This shift of accountability places an enormous burden of expertise on the financial provider. We have designed a course called ‘Financial Engineering for Low-Income Households’, in partnership with the faculty at IFMR Business School, to impart a building-blocks understanding of finance to providers of financial services. The course is mandatory for all our staff and those of our investee companies. We are looking forward to making the course and its textbook widely available to other financial institutions.
We are also developing a website (IFMR Wealth Manager) that will feature all the calculators and simulators required to allow the employee of a financial institution to provide her customer with a high-quality financial plan.
Ensuring that providers can offer a full range of well-designed financial products and services
Access to finance is effective only when there is a wide range of financial products and services that meet all the liquidity and risk management needs of individuals and enterprises. Our product development efforts are focused on large segments that currently receive inadequate attention. Examples include working capital finance for small businesses; exchange-linked warehouse receipt finance; livestock insurance; remittances, index funds, and money market mutual funds for rural markets. IFMR Rural Finance and IFMR Ventures are dedicated to this task, in the household and enterprise spaces respectively.
IFMR Ventures has incubated sector-specific companies called network enterprises (NE). In the year under review, these companies improved our understanding of scaleable solutions for supply chain constraints that businesses in rural India face. Some NEs work closely with KGFS entities to develop financing propositions for specific enterprises; others directly address supply chain bottlenecks. The Rural Tourism NE is ready for the next stage of growth in providing reliable access to markets for thousands of properties in remote rural India, after having successfully tested the model with over 250 properties in coastal Maharashtra. The Agricultural Terminal Markets NE deals with improving price discovery and small-lot exchange trading capability among farmers. It has facilitated exchange trade worth about Rs 65 million for castor and groundnut farmers in Kadi (Mehsana) and Maliya (Junagadh), in Gujarat. In the coming months, the Agricultural Terminal Markets NE will look to replicate this infrastructure widely with other regional partners.
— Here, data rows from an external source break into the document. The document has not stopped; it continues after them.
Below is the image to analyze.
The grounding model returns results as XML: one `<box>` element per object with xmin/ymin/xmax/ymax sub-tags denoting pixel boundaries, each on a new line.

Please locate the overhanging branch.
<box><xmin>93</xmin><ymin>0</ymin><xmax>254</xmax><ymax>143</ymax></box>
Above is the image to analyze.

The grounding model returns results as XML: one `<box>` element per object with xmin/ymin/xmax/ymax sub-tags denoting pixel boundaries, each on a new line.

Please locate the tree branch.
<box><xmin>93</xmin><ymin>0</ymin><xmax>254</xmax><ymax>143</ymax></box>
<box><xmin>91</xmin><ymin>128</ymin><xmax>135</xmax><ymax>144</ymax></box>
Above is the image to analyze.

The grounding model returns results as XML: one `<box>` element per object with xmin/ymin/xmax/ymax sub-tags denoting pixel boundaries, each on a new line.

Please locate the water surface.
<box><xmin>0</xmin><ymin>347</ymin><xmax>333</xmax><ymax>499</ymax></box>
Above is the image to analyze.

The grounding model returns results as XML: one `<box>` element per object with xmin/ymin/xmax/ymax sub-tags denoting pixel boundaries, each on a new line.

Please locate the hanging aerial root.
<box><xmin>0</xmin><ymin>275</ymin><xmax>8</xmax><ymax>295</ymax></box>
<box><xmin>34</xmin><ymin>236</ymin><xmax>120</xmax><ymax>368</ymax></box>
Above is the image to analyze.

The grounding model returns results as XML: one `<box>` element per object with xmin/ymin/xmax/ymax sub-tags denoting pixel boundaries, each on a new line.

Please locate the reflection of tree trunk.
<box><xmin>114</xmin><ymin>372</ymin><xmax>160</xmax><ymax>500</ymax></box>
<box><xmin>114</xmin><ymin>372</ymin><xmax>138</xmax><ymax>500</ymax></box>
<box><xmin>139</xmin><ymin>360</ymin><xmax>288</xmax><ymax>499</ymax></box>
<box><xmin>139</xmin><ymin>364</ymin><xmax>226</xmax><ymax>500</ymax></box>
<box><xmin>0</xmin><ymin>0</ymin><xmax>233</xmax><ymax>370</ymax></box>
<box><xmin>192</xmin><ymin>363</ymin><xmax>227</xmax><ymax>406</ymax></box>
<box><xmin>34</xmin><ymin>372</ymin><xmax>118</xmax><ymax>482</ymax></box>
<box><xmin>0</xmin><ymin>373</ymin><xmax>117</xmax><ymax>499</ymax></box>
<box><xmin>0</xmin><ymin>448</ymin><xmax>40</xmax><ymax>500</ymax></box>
The Dairy NE, in partnership with Pudhuaaru KGFS and CIRM, conceptualised and rolled out a livestock insurance product based on radio frequency identification (RFID) tagging; it has also developed a prototype for delivery of animal healthcare services.
These are exciting times for people working towards financial inclusion in India. We are witnessing a wonderful convergence of technology, capital and human resources, which makes me believe that we are going to reach our goal sooner than we thought.
I take this opportunity to thank the Governing Council of IFMR Trust for inspiring and challenging us, and for being generous with their time and guidance. I thank the CEOs of our investee companies and all IFMR Trusters for their unwavering focus in helping us execute the group’s mission. I also thank ICICI Group for its continued mentorship and support of our work.